Beijing's desire for stability along that border is partially behind its nearly unwavering support for the generals who run Myanmar, despite international concerns about the authoritarian regime, said Donald Seekins, a Myanmar expert at Meio University in Japan.

"Beijing is not 100 percent happy with the military regime, but it sees no viable alternative and will do everything it can to restore stability in the border area - including intensive negotiations and behind-the-scenes pressuring of the parties involved," he said.

On Monday, hundreds of refugees who've spent at least the past week in China were transported from camps to the border, where they
walked through the gate, clutching bags and blankets. Yunnan provincial government spokesman Li Hui said at least 4,000 refugees
had returned to Myanmar by the end of the day Monday. About 9,000
remained in seven camps set up to house them in tents and makeshift
buildings. The rest are believed to be staying with friends and family, or are staying in hotels, or have left the area.

In addition to the thousands of civilians, hundreds of Kokang rebels fled during the fighting, surrendering their weapons and uniforms to Chinese border police and crossing to safety after several days of skirmishes.

Myanmar's junta said three days of clashes killed 26 government soldiers and at least eight rebels.

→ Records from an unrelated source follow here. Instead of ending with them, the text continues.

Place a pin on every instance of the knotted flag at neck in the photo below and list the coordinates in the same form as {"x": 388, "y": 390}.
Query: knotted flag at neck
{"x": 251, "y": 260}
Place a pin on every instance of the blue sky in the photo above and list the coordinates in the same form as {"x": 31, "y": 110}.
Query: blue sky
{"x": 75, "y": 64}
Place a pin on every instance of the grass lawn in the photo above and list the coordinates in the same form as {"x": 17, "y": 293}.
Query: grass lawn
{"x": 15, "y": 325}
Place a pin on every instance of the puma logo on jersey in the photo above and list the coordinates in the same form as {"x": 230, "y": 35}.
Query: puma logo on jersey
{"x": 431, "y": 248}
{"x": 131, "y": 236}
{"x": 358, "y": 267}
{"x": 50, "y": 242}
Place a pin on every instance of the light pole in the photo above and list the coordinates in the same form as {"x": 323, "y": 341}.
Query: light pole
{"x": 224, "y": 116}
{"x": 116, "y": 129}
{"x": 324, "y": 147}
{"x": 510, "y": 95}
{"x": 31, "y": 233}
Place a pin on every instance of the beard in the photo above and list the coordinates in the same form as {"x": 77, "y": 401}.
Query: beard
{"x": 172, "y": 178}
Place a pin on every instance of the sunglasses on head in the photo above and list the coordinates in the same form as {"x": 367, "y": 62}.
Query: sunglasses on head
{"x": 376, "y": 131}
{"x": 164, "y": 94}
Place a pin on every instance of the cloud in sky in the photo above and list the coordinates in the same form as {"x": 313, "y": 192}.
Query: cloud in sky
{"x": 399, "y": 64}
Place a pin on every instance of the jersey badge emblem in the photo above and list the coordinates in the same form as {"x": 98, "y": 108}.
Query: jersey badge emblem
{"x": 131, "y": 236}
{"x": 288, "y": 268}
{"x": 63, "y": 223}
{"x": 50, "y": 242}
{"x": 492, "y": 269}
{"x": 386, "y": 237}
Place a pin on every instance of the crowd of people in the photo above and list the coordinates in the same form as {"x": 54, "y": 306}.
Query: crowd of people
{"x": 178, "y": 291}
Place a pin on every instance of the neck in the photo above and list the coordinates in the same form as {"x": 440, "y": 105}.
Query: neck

It said Sunday night that the fighting had ended and "the region has now regained stability."

Since abandoning overt support for anti-government rebels two decades ago, China has built strong relations with Myanmar's ruling
junta while Chinese investors, traders, and shopkeepers have swarmed into the country's northeast.

The relationship has thrived through a tacit agreement under which Beijing provides economic opportunities and diplomatic support for the generals, who have been isolated internationally and face widespread condemnation over their human rights record and economic mismanagement.

In return, the generals ensured access to the country's mineral wealth and tried to address China's concerns over narcotics and unrest.

China's Foreign Ministry had no comment on the situation Monday, and Chinese government-backed scholars dismissed the notion of a major rupture in ties.

"China will develop friendly relations with Myanmar taking the overall situation into consideration," said Ma Ying, a professor at the Shanghai Institute of Foreign Studies.

But the clashes could threaten China's traditional arrangement with Myanmar, analysts say.

The conflict highlights the "imperviousness of the Burmese regime to international opinion, and the limitations of even China ... to have much influence in a crunch," said Sean Turnell, a Myanmar expert at Australia's Macquarie University.